Regulatory crackdowns, selloffs in equities, concerns over higher interest rates, and the proposed tax on electricity used in cryptocurrency mining have contributed to Bitcoin’s recent decline below $20,000

Bitcoin has had a difficult week, suffering its worst performance since November. The price of the largest token fell by 2.1% on Friday, plunging below the $20,000 threshold for the first time since January. This came after an 8% on Thursday. 

There are several reasons behind the sharp price drop.

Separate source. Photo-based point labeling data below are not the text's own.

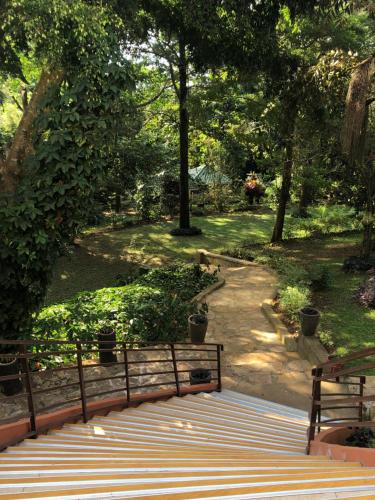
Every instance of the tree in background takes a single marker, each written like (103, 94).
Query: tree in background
(60, 146)
(358, 139)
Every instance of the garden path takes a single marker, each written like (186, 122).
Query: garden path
(255, 362)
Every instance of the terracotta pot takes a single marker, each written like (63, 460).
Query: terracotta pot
(330, 444)
(309, 318)
(10, 366)
(198, 324)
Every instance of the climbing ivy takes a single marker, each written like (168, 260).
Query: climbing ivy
(73, 129)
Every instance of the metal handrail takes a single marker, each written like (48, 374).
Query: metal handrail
(26, 351)
(340, 371)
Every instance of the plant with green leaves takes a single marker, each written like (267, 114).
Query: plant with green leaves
(59, 149)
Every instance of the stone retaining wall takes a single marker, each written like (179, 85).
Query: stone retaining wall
(55, 380)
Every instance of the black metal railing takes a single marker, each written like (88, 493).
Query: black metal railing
(167, 364)
(343, 407)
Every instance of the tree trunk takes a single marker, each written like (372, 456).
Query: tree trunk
(277, 234)
(368, 180)
(10, 168)
(306, 188)
(368, 222)
(117, 203)
(184, 139)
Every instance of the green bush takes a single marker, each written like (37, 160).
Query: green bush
(238, 253)
(320, 277)
(182, 280)
(292, 299)
(154, 307)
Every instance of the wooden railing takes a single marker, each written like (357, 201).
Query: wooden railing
(348, 373)
(167, 363)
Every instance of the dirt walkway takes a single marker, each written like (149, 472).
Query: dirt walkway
(254, 360)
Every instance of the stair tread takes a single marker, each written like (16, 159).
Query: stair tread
(218, 445)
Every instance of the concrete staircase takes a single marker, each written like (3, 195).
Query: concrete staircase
(218, 446)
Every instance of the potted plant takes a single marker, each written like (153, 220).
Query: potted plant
(106, 342)
(351, 444)
(309, 317)
(200, 376)
(10, 366)
(198, 324)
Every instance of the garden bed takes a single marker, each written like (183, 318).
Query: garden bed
(345, 325)
(152, 306)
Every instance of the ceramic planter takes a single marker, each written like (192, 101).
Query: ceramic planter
(309, 318)
(107, 340)
(330, 444)
(198, 324)
(200, 376)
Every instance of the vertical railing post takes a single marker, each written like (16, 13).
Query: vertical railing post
(219, 348)
(126, 365)
(173, 352)
(29, 387)
(81, 381)
(362, 381)
(315, 396)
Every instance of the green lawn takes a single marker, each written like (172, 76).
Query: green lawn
(102, 255)
(349, 326)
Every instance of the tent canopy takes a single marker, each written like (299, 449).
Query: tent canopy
(207, 175)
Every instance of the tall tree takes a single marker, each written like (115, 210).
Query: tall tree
(60, 147)
(357, 143)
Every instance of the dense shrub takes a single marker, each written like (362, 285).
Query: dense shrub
(295, 282)
(361, 438)
(154, 307)
(122, 221)
(356, 263)
(320, 277)
(239, 253)
(366, 293)
(182, 280)
(323, 219)
(292, 299)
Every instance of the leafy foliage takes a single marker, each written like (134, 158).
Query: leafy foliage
(154, 307)
(361, 438)
(366, 293)
(69, 147)
(292, 299)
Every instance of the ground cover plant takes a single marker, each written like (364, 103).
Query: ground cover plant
(103, 254)
(154, 307)
(345, 325)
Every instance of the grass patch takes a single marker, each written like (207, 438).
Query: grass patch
(345, 325)
(103, 255)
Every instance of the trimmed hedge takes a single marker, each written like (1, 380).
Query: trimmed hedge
(154, 307)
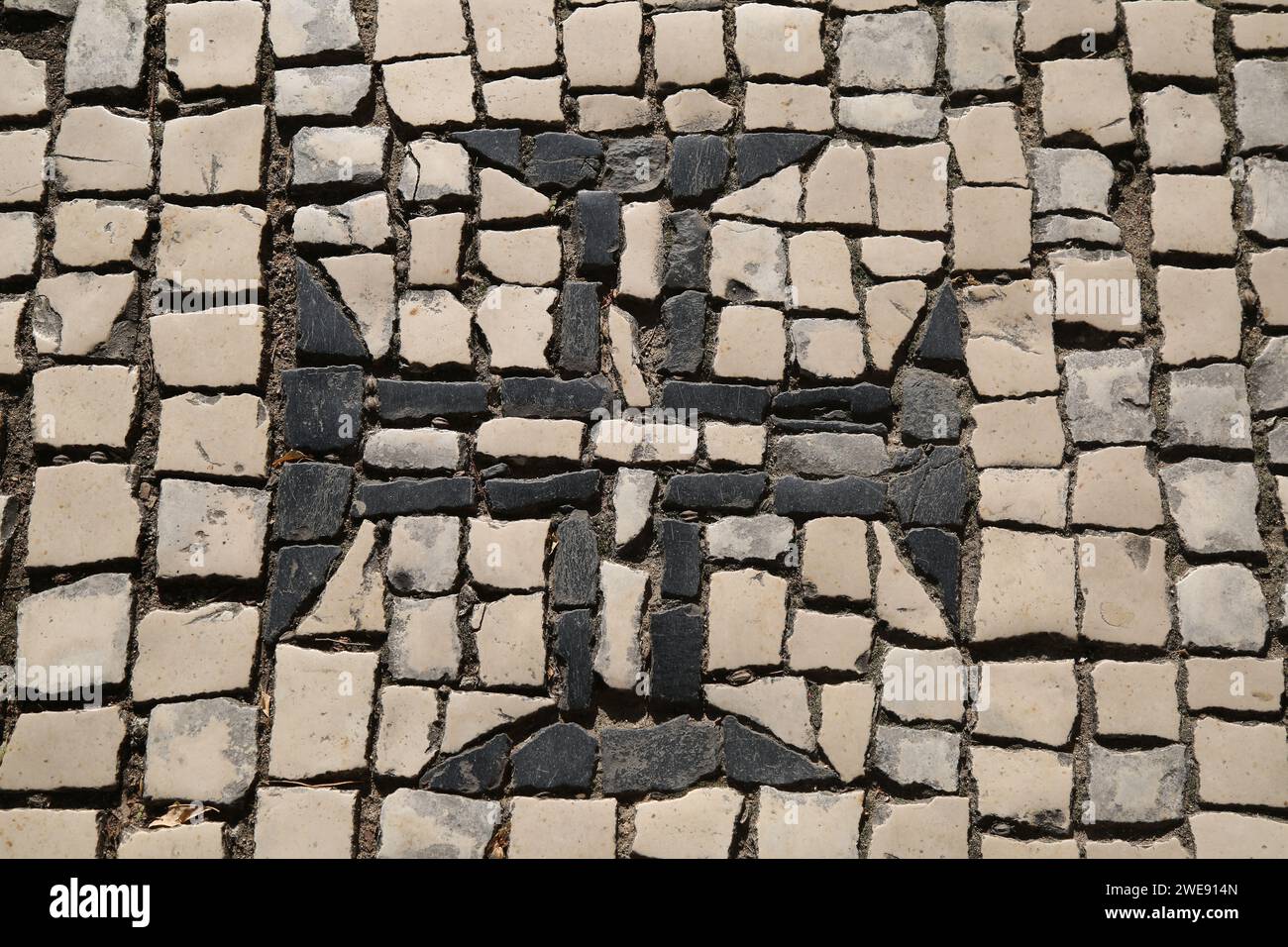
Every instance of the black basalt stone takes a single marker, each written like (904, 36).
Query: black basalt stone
(325, 329)
(658, 759)
(698, 165)
(575, 571)
(682, 558)
(565, 159)
(322, 407)
(403, 496)
(473, 772)
(509, 496)
(687, 257)
(804, 425)
(634, 165)
(941, 341)
(597, 223)
(726, 402)
(675, 672)
(574, 634)
(310, 501)
(299, 573)
(548, 397)
(764, 153)
(738, 492)
(686, 318)
(579, 333)
(844, 496)
(936, 554)
(561, 757)
(928, 407)
(497, 146)
(760, 761)
(420, 401)
(863, 401)
(934, 492)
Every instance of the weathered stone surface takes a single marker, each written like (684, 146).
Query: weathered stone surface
(473, 772)
(755, 759)
(1136, 787)
(201, 750)
(665, 758)
(917, 757)
(415, 823)
(561, 757)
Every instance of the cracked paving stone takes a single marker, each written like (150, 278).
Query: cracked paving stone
(917, 757)
(201, 750)
(424, 642)
(81, 624)
(415, 823)
(697, 825)
(1222, 605)
(304, 822)
(320, 728)
(1214, 505)
(1136, 787)
(402, 740)
(310, 501)
(781, 705)
(823, 825)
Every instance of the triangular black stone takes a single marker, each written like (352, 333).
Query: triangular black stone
(764, 153)
(935, 554)
(325, 329)
(943, 338)
(756, 759)
(472, 772)
(498, 146)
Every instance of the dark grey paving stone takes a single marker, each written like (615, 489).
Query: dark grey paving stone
(597, 224)
(559, 758)
(698, 165)
(310, 501)
(322, 410)
(509, 497)
(756, 759)
(686, 320)
(494, 146)
(734, 492)
(658, 759)
(634, 165)
(682, 558)
(760, 154)
(473, 772)
(687, 256)
(844, 496)
(579, 330)
(724, 402)
(574, 579)
(299, 573)
(935, 491)
(548, 397)
(572, 644)
(675, 664)
(325, 328)
(943, 337)
(421, 401)
(936, 556)
(406, 495)
(565, 159)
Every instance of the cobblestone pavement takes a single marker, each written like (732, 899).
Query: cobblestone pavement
(515, 428)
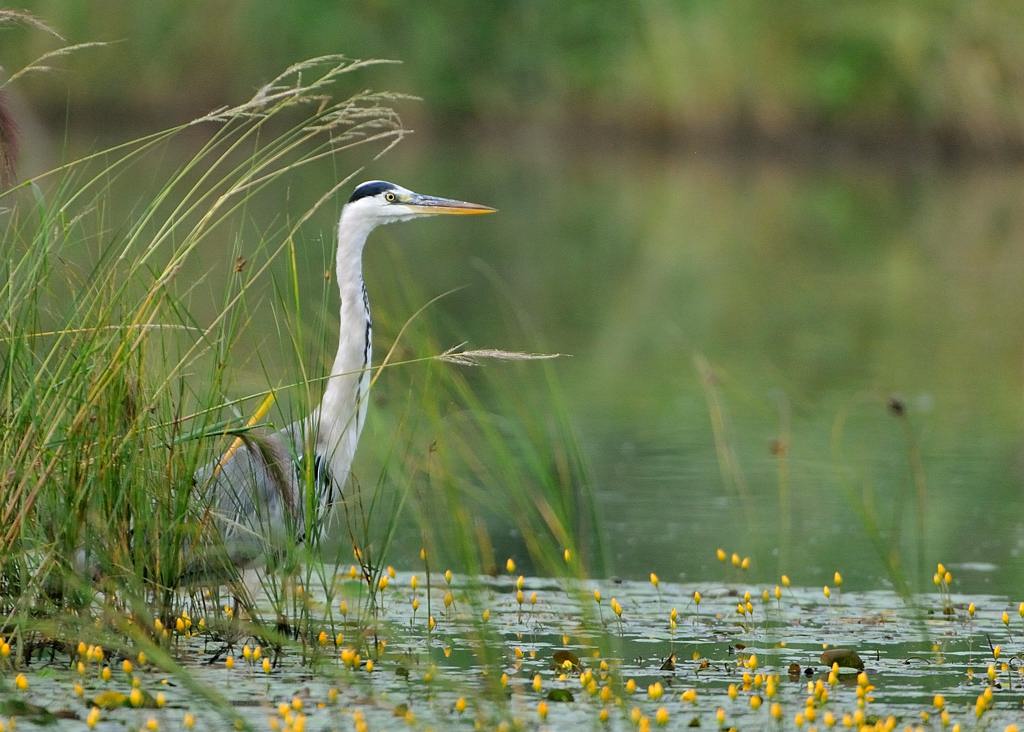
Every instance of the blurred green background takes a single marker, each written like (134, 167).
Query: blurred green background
(821, 198)
(940, 73)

Firstly, New York Attorney General Letitia James sued cryptocurrency exchange KuCoin on Thursday for allegedly breaking the law by selling unregistered securities.

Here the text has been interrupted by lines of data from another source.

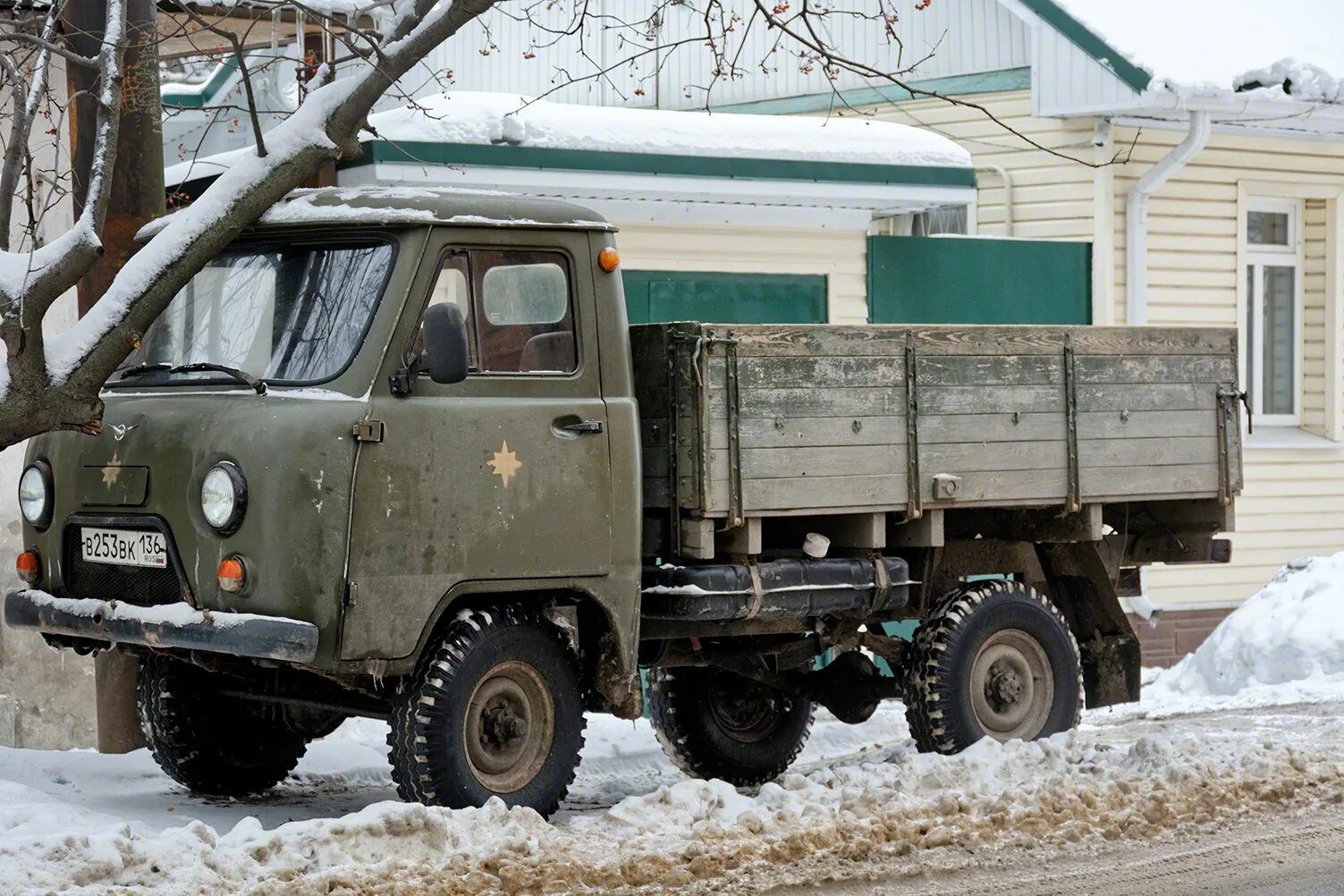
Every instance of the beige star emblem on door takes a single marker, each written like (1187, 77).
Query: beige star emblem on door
(505, 464)
(112, 472)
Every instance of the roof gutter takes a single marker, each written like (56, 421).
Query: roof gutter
(1004, 176)
(1136, 216)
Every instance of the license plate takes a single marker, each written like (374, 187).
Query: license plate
(119, 547)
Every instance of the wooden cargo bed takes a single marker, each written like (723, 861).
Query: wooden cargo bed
(784, 419)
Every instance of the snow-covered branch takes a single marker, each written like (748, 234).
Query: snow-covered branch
(54, 383)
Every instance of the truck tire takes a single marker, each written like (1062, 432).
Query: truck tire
(993, 658)
(211, 743)
(494, 708)
(718, 724)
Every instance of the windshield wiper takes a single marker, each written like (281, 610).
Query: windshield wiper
(144, 368)
(246, 379)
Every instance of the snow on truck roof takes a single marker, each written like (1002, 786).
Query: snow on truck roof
(1218, 47)
(416, 206)
(812, 145)
(494, 118)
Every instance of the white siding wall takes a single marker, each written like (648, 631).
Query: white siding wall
(841, 256)
(1052, 195)
(1293, 503)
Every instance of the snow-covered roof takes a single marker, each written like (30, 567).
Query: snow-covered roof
(1292, 50)
(494, 118)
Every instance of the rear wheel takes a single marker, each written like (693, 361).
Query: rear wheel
(993, 658)
(494, 709)
(207, 741)
(718, 724)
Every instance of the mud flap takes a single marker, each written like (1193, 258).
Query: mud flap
(1085, 593)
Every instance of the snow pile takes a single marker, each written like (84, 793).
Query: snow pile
(1298, 80)
(488, 118)
(1213, 48)
(1285, 644)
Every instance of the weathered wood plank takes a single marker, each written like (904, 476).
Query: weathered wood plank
(874, 492)
(1154, 368)
(811, 402)
(991, 427)
(1168, 396)
(809, 372)
(823, 409)
(961, 459)
(796, 462)
(992, 486)
(1173, 481)
(1093, 453)
(988, 399)
(781, 340)
(1116, 425)
(989, 369)
(812, 431)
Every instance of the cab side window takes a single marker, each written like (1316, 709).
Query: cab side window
(452, 285)
(523, 312)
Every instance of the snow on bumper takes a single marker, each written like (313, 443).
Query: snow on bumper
(178, 625)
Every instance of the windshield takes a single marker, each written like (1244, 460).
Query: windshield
(281, 313)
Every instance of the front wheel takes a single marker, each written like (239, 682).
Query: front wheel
(993, 658)
(208, 741)
(494, 708)
(718, 724)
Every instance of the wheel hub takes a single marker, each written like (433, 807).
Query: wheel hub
(745, 711)
(1004, 685)
(1012, 689)
(502, 725)
(508, 727)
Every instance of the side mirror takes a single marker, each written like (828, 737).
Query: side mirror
(445, 342)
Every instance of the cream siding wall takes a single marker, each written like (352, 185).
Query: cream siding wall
(841, 254)
(1052, 197)
(1293, 503)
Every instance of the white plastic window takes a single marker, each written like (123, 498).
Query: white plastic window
(1274, 312)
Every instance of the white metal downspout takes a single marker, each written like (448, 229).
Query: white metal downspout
(1136, 216)
(1004, 176)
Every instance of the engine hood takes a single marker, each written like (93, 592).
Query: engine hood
(296, 451)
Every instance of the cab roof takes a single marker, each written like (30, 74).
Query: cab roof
(413, 206)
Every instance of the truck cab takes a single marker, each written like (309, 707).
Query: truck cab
(382, 457)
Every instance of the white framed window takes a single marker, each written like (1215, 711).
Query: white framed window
(1273, 281)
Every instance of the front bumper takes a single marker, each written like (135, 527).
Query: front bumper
(175, 625)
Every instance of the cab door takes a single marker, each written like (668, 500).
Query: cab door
(500, 483)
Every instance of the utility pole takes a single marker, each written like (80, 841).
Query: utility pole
(138, 197)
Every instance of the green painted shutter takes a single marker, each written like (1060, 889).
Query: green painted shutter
(940, 280)
(654, 297)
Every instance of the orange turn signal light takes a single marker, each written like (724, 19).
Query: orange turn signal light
(29, 567)
(232, 575)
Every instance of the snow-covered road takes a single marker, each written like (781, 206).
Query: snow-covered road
(1230, 738)
(82, 823)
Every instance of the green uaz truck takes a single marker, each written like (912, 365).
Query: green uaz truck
(400, 456)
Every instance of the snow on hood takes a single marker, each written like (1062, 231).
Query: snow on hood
(1218, 47)
(1288, 638)
(486, 118)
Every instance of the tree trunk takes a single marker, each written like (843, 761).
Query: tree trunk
(138, 197)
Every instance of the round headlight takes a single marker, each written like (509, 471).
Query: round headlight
(35, 494)
(224, 497)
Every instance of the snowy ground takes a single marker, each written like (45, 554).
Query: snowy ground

This lawsuit has implications for the entire crypto market, as it could change the way regulators view cryptocurrencies such as Ether, which has traditionally been treated as a commodity. James is seeking to prohibit the cryptocurrency exchange from conducting any business activities in New York. 

Secondly, President Biden’s budget proposal includes a phased-in 30% tax on the electricity used in cryptocurrency mining. White House officials claim that the energy-intensive practice is hindering the transition to a low-emission energy future.

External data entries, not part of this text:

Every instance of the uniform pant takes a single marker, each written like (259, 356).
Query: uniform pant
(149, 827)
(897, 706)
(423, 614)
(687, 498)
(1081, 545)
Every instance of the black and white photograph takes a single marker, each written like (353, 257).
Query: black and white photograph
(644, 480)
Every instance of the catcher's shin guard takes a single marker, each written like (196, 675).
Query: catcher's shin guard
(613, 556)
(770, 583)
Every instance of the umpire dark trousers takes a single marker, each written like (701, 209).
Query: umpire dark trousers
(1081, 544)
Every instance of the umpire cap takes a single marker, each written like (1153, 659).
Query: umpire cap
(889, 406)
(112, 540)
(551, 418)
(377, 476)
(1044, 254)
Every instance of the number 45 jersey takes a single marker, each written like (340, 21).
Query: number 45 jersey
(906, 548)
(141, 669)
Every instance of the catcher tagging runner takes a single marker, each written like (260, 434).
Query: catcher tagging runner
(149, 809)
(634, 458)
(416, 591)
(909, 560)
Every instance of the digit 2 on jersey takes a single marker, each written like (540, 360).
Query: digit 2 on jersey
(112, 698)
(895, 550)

The recent selloff in U.S. stocks, particularly in the financial sector, has delivered a blow to investor sentiment. On Thursday, the Dow Jones Industrial Average dove more than 500 points. Other major indexes are also on track to record significant weekly losses.   

Thirdly, the crypto industry was also caught off guard by the seemingly sudden collapse of Silvergate Bank, which was the go-to banking institution for crypto firms in the U.S. 

Finally, concerns over higher interest rates continue to persist following Federal Chairman Jerome Powell’s hawkish comments. Investors are bracing for a key payroll report on Friday, which could shape the direction of interest rates.

At press time, the bellwether cryptocurrency is changing hands at $20,016 on the Bitstamp exchange.